The last part of this project is boxing it. In fact, we could use Bluetooth to connect to our phones/tablets as HMI rather than adding a UART based HMI as well. With Wifi I can obviously connect my laptop as HMI, but the reason I explore other options is because my laptop usually is occupied otherwise and I need the extra screen. Fiddling around swapping screens and turning Smart Phones orTablets on/off is not always the most convenient choice, so having a physical display on the adapter is a priority IMO.

It’s only one flaw here – I am making all this for CAN while I myself am a heavy user of RS485/RS-X. The STM32 I use here have 5(6) UART’s, and if I commit on using STM32F405RG I have 2 x 10Mbps RS485 capable ports that will be very handy for sniffing on my PLC system later. The only thing is that I can’t use galvanic isolation at that speed, but I can live with that.  Woops – wrong! Checking the datasheet of ADM2582E it supports data rate to 16Mbps!

Puh – I better stop writing before I add more into this – my only concern here is what speed I can get between ESP32 and STM32 on UART or SPI. I am hoping on 40ich Mbps on SPI, but that is yet a unknown that I need to investigate. I think ESP32 is capable of this, but it’s more if I am capable of using it – lets see.


It exist a project that simply add a CAN Tranceiver to a special ESP32 dev Board – called CAN32. This uses the CAN on ESP32 and provide a Wifi based CAN Interface. I have a few CAN breakout Boards and Nextion displays so I want to assemble one of these. The main drawbacks With this is (1) I am unsure about the quality of CAN on ESP32, and (2) it don’t uses a galvanic isolation.

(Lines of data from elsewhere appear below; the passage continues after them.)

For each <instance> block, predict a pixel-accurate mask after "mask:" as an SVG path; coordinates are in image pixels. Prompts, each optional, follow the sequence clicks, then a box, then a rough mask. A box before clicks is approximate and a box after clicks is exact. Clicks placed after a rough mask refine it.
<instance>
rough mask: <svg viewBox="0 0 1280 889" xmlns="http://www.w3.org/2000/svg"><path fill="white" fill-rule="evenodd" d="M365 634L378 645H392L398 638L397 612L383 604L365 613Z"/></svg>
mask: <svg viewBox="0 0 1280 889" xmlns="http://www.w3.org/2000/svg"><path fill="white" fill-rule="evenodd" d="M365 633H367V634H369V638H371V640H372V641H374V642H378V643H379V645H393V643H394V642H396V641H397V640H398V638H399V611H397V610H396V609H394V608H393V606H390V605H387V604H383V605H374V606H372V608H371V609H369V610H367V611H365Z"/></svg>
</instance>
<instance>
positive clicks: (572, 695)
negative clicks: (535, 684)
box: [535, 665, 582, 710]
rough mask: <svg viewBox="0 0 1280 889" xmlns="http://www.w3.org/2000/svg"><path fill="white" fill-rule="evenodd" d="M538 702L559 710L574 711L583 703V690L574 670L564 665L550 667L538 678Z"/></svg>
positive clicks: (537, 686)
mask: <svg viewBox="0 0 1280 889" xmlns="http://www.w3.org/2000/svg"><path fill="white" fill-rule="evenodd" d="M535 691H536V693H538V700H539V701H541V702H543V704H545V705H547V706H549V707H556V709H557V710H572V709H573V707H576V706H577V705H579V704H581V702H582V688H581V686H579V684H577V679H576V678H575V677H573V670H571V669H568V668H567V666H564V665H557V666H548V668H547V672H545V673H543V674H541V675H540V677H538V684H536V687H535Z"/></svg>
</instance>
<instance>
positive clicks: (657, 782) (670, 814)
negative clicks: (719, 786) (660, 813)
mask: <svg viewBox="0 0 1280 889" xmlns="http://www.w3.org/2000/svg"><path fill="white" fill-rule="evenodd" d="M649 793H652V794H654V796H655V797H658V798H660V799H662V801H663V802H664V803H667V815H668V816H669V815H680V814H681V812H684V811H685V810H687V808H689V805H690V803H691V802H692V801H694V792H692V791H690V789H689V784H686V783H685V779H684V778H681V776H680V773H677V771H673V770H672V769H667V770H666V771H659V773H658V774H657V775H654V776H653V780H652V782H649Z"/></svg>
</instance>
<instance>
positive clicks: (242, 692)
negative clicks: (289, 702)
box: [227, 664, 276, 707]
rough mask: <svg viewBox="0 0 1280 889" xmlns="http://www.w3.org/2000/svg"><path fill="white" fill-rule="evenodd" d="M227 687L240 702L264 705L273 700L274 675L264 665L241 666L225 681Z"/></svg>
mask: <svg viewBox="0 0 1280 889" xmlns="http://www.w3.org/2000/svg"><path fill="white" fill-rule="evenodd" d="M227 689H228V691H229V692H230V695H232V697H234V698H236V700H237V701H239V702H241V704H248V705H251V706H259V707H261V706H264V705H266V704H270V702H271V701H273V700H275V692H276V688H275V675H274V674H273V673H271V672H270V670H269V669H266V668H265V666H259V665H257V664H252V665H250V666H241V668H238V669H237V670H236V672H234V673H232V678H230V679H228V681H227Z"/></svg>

Galvanic isolation complicate things a bit. You don’t really need it for Wifi usage, but you seriously should have it if you connect the USB to your PC With industrial equipment on the other side.

CAN Adapter with Wifi

I need a CAN adapter for a special job and decided to build my own. I use ESP32 to get Wifi, Bluetooth and USB Connectivity, but I decided on adding a STM32 to get dual CAN Connectivity. ESP32 do have an undocumented CAN port as well, but I assume ExpressIF have their reasons for hiding it. The display is because I also want to use this as an Analyzer sniffing. And as a adapter of this type will be connecting to industrial equipment I also want the galvanic issolation.

This will cost me around 20.- USD in components + display and boxing, but to buy something like this I would probably have to pay 500.- to 1000.- USD if I could find one.

I have listed both UART and SPI for communication between ESP32 and STM32 because I am unsure about both on ESP32. I know they exist, but have no experience with them so I can as well just Connect both . I also added a battery option on the PSU.